Tarihin tuhaf cilveleri…
O günkü her şey her zaman olduğu gibi tesadüf değildi. Boğaz’dan geçen güçlü bir donanma önce egemenliğimizin ardından uluslarası barışın teminatıdır. Montrö’yü biz böyle kazandık.
Yüz yıl önce Mustafa Kemal’in dehası sayesinde Marmara’ya hapsedemedikleri donanmanın komutanlarını yüz yıl sonra FETÖ marifetiyle Hasdal’a hapsettiler.
Mustafa Kemal’in Montrö Sözleşmesi’nin imzalanması dolayısıyla Tevfik Rüştü Aras’a çektiği tebrik telgrafını çarpıtan tescilli FETÖ’cü Mustafa Armağan, Montrö’nün tartışmaya açıldığı sırada fırsat bu fırsat kendini parçalayıp FETÖ usulü yalanları sıralamıştı.
Aynen şunları söylemişti:
“28. maddeye göre Montrö bal gibi feshedilir. Topunuz gelin. ABD’nin Montrö’de imzası yoktur, taraf değildir.”
İşte bu kadar… Mesele çıkarlarımız için Montrö’yü feshetmek değil. Mesele ABD’nin çıkarının ne olduğudur. FETÖ beslemeleri de görüldüğü gibi her zamanki gibi ona göre tavır alacaktır.

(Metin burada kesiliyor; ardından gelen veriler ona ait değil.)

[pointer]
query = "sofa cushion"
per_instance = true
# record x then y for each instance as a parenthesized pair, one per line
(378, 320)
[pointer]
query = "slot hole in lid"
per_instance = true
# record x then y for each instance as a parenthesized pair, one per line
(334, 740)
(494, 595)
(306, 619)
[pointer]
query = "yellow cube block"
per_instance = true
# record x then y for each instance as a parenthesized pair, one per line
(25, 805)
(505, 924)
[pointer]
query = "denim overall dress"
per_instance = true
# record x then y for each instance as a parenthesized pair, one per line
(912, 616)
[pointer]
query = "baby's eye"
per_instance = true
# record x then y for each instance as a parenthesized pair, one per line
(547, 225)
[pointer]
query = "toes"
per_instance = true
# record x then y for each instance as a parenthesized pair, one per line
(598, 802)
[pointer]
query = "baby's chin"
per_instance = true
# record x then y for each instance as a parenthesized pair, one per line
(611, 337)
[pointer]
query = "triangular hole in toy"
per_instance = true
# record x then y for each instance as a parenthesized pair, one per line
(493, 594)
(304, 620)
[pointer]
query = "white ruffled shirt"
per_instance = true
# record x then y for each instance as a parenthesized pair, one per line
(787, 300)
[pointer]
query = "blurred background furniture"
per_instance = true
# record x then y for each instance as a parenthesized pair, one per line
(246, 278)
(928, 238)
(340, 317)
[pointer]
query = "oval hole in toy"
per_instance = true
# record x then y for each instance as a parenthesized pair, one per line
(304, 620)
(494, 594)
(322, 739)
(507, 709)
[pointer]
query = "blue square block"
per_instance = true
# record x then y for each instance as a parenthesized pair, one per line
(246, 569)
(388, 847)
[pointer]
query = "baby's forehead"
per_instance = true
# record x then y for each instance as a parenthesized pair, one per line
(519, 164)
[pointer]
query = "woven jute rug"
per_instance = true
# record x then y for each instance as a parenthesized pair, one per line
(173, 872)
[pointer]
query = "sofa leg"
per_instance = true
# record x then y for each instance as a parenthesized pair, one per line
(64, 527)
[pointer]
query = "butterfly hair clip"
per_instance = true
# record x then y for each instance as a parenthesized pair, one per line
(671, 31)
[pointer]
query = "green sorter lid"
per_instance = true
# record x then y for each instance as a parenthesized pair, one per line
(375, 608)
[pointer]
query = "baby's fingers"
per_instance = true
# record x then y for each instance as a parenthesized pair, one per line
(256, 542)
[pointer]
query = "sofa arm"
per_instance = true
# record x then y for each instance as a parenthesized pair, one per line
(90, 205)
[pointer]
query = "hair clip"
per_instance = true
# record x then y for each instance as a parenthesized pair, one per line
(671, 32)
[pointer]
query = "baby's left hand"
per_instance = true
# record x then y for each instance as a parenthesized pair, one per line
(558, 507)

Ne diyelim? Amiralleri içeri almakta gecikmeyen ama FETÖ’ye Haşhaşi denmesinden rahatsız olmuş, kitapları yıllarca FETÖ’nün terörist yetiştirdiği hücrelerinde okutulmuş birini konuşturanlar utansın.

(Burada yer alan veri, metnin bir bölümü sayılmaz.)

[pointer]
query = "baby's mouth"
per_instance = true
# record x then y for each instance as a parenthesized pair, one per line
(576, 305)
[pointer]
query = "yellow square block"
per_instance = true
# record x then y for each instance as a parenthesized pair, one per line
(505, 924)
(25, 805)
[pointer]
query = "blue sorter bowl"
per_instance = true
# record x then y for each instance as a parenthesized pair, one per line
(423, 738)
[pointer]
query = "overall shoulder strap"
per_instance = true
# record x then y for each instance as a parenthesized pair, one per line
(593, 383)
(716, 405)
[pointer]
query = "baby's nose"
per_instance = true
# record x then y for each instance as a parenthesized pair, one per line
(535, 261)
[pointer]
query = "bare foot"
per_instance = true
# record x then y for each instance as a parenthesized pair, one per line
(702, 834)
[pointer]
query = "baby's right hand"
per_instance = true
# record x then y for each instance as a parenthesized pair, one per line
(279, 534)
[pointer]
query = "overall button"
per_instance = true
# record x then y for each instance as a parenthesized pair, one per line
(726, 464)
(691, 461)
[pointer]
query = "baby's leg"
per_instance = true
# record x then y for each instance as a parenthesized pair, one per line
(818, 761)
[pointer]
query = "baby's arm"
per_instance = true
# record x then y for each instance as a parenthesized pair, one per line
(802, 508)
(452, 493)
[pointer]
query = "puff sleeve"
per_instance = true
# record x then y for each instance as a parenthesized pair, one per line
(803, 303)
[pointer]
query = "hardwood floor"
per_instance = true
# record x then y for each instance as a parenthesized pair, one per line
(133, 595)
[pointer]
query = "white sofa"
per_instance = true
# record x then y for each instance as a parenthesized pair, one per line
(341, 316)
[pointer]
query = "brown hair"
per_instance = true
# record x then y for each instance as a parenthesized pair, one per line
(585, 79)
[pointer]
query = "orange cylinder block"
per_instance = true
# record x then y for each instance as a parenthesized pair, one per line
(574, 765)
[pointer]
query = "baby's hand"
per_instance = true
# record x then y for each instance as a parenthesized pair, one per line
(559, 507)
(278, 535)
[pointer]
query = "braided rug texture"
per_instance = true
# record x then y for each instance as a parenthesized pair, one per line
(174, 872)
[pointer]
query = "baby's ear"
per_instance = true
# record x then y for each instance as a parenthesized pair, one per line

Boğazlardaki Türk hakimiyetinin önemini her geçen gün daha iyi anlıyoruz. TV’lere çıkıp güya Batı’nın binbir şeytani oyunundan söz edenler, ABD’nin Gürcistan, Ukrayna, Suriye gibi ülkelerde yediği haltların nelere yol açacağını ve bunu neyin engellediğini anlatmazlar.
Ne demiştik?
ABD’nin imzası yoksa onlar da yoktur! Her fikrin, her beyanın altında ABD imzası olması şarttır.
Herkes emirleri kendi emir-komuta merkezinden alıyor.